Convert a device array pointer to a PyTorch tensor.
This is a workaround function that creates a PyTorch tensor from a raw device pointer
using the C++ extension. It's used to interface with symmetric memory device pointers
before native support is available.
Args:
dev_array_ptr: Raw device pointer as integer
shape: Shape of the tensor to create
dtype: PyTorch data type for the tensor
device: Target device for the tensor
Returns:
PyTorch tensor created from the device pointer
"""
return cpp_mod.from_blob(dev_array_ptr, shape, dtype) # pyright: ignore[reportAttributeAccessIssue]
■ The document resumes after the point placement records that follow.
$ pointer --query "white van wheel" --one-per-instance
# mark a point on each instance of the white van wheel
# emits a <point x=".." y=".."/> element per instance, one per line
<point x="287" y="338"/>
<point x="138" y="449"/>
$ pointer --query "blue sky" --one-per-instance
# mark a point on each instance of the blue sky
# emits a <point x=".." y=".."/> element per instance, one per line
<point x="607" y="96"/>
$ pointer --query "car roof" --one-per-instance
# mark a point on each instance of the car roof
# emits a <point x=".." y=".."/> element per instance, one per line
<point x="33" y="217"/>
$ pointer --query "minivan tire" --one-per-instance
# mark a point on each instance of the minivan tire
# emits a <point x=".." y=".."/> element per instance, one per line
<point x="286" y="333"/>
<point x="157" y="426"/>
One Shot All-Reduce Kernel Implementation#
@helion.jit(
config=helion.Config(
block_sizes=[8192],
num_warps=32,
),
static_shapes=True,
)
def one_shot_all_reduce_kernel(
signal_pad_addrs: torch.Tensor,
local_signal_pad: torch.Tensor,
a_shared_tuple: tuple[torch.Tensor, ...],
my_rank: hl.constexpr,
) -> torch.Tensor:
"""
Helion JIT-compiled kernel for one-shot all-reduce operation.
This kernel implements a distributed all-reduce using symmetric memory and signal pads
for cross-device synchronization. It performs element-wise summation across all devices
in the distributed group using tiled computation for memory efficiency.
Args:
signal_pad_addrs: Tensor containing addresses of signal pads for all devices
local_signal_pad: Local signal pad for synchronization
a_shared_tuple: Tuple of shared tensors from all devices in the group
my_rank: Current device's rank in the distributed group
Returns:
Tensor containing the all-reduced result (sum across all devices)
"""
_, world_size = local_signal_pad.size()
world_size = hl.specialize(world_size)
out = torch.empty_like(a_shared_tuple[0])
N = out.size(0)
for tile_n in hl.tile(N):
# Sync all devices through signal_pad to make sure
# all previous writes to the shared tensor are visible
ptr_tile = signal_pad_addrs[:]
stack_signalpad = hl.stacktensor_like(local_signal_pad, ptr_tile)
hl.signal(
stack_signalpad,
[tile_n.id, my_rank],
signal=1,
wait_for=0,
scope="sys",
hasPreviousMemAccess=False,
)
for world in hl.tile(world_size, block_size=world_size):
hl.wait(
local_signal_pad,
[tile_n.id, world],
signal=1,
update=0,
scope="sys",
)
acc = hl.zeros(
[tile_n], dtype=a_shared_tuple[0].dtype, device=local_signal_pad.device
)
for a in a_shared_tuple:
acc += a[tile_n]
out[tile_n] = acc
# Sync all devices through signal_pad to make sure our writes to shared
# tensor are visible to subsequent kernels.
hl.signal(
stack_signalpad, [tile_n.id, my_rank], signal=1, wait_for=0, scope="sys"
)
for world in hl.tile(world_size, block_size=world_size):
hl.wait(
local_signal_pad,
[tile_n.id, world],
signal=1,
update=0,
scope="sys",
hasSubsequentMemAccess=False,
)
return out
Attract tensors from symmetric memory handler#
def helion_one_shot_all_reduce(a_shared: torch.Tensor) -> torch.Tensor:
"""
Prepares symmetric memory tensors for Helion one-shot all-reduce kernel.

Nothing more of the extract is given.